И, произнося эти слова, Планше подмигнул так хитро, что д’Артаньян внимательно взглянул на него.
— Эге! — протянул он.
Планше повторил:
— Эге!
— Вот как, вот как, господин Планше!
— Ей-Богу, сударь, — сказал Планше, — я не похож на вас, я не люблю предаваться размышлениям.
— Напрасно.
— Я хочу сказать — не люблю скучать, сударь. Жизнь так коротка, почему же ею не пользоваться?
— О, да ты эпикуреец, Планше!
— А почему же мне не быть им? Руки у меня ловкие, пишу ли я или отвешиваю сахар и пряности; ноги крепкие, танцую я или гуляю; желудок отменный, и ем хорошо и перевариваю; сердце не очень заскорузло… словом, сударь…
— Словом, Планше?
— Да вот… — протянул лавочник, потирая руки.

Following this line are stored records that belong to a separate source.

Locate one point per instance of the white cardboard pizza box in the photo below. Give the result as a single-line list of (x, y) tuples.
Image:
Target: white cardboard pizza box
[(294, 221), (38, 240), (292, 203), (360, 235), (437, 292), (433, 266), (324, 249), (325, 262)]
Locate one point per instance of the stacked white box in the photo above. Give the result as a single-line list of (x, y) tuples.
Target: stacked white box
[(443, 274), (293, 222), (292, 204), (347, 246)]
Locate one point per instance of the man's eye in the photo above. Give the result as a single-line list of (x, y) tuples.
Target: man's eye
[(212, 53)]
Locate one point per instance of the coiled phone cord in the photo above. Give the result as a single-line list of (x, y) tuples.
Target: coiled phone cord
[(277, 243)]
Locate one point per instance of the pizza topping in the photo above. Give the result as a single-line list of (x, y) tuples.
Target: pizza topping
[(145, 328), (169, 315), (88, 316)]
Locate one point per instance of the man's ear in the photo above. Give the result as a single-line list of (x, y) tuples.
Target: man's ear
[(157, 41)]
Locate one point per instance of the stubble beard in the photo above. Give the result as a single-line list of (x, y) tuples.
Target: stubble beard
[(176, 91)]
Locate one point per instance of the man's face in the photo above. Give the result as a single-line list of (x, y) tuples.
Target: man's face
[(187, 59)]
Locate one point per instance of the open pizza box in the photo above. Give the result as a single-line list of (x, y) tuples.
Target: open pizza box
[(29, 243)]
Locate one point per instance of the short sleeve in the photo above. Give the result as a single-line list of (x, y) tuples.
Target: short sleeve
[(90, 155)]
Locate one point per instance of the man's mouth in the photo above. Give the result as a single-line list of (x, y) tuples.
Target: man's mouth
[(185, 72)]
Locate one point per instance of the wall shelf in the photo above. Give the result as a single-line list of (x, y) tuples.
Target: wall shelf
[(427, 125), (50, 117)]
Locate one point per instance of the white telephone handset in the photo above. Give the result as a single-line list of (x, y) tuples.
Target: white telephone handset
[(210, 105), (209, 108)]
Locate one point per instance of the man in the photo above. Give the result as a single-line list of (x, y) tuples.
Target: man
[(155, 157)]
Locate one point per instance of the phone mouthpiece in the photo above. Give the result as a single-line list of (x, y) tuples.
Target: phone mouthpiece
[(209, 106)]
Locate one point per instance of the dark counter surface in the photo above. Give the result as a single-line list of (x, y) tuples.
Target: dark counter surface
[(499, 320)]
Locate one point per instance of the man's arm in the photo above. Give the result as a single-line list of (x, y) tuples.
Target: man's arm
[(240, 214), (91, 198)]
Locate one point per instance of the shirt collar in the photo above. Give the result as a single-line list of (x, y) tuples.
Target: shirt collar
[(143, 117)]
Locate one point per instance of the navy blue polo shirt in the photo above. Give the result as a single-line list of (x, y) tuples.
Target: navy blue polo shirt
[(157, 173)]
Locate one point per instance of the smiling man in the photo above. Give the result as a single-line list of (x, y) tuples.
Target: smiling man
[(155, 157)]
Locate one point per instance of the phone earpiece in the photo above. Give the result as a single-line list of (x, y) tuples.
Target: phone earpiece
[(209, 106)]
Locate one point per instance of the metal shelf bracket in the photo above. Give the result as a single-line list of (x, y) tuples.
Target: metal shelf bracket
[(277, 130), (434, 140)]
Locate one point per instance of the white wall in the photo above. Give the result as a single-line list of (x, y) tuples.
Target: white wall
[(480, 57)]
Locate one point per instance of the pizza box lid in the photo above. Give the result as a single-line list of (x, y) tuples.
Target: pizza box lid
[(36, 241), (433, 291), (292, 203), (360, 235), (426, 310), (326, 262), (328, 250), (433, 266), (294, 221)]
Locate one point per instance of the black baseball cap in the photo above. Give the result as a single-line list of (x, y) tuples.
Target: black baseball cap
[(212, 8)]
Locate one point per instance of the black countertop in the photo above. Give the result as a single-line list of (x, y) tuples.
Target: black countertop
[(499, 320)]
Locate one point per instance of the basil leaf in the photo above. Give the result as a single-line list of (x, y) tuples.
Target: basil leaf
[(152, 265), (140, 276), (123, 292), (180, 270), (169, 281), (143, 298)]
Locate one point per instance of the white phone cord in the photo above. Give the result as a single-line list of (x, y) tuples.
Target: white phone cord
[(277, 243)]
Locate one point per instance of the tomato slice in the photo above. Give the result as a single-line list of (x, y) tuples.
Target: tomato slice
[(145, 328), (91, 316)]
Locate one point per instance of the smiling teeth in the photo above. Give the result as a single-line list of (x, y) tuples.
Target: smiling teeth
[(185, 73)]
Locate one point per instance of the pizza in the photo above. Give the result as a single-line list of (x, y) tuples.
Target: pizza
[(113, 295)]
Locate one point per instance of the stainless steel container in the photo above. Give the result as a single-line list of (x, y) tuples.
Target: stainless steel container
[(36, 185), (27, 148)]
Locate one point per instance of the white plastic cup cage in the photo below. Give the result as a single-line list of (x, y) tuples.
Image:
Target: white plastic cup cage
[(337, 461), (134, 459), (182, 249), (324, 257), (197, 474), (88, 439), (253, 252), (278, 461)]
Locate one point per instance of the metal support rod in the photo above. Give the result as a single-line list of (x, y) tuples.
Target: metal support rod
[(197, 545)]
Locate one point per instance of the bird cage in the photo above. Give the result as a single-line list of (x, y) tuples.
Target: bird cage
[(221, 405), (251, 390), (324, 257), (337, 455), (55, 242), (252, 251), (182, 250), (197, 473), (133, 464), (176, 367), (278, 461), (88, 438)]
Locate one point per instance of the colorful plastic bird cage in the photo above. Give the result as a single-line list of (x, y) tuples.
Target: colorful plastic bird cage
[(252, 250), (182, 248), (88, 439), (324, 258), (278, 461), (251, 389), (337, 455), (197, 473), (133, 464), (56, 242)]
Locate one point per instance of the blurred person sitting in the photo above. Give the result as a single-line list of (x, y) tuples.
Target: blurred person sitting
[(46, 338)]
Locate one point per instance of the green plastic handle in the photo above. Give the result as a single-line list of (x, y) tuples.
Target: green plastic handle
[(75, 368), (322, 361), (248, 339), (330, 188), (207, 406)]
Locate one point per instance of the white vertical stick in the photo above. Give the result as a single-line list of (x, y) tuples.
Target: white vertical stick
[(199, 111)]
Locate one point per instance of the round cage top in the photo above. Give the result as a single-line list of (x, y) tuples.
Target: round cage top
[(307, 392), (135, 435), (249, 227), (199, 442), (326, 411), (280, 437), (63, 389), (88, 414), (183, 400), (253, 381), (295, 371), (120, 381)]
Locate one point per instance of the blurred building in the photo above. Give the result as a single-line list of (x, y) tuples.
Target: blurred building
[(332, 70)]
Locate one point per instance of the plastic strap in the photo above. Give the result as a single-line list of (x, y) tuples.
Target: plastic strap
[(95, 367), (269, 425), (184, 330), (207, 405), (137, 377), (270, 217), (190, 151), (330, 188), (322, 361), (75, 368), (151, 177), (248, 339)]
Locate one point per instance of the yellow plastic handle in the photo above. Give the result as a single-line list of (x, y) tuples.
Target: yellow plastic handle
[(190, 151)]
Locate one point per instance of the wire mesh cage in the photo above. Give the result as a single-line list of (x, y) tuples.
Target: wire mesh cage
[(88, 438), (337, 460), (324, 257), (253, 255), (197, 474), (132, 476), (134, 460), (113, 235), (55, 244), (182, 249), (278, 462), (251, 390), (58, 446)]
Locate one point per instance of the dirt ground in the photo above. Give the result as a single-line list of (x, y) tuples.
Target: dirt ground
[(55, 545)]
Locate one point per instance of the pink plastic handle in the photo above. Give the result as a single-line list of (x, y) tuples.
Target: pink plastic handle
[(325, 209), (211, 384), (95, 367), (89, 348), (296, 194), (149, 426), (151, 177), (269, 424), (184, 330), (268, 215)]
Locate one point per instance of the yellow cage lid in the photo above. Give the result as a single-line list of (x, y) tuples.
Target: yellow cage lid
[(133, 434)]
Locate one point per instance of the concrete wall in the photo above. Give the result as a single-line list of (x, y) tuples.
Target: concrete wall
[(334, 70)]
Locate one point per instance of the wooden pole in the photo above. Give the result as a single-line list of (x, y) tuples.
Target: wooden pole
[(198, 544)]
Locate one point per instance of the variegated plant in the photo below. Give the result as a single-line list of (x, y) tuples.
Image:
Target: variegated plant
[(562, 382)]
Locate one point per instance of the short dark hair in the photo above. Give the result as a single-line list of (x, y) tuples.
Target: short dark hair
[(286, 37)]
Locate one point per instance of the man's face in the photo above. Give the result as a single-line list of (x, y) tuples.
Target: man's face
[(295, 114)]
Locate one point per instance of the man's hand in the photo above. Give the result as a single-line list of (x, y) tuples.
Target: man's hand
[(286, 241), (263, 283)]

Д’Артаньян положил ногу на ногу.
— Планше, друг мой, вы меня огорошили. Вы предстаете предо мной и совершенно новом свете.
Планше, польщенный до последней степени, продолжал потирать руки с такой силой, словно хотел стянуть с них кожу.
— Значит, оттого что я простой человек, вы считали меня болваном?
— Браво, Планше, превосходное рассуждение.
— Извольте следить за моей мыслью, сударь. Я сказал, — продолжал Планше, — что без наслаждений нет счастья на земле.
— Совершенная правда, Планше! — перебил его д'Артаньян.
— Но так как наслаждения — вещь далеко уж не такая обыкновенная, то ограничимся утешениями.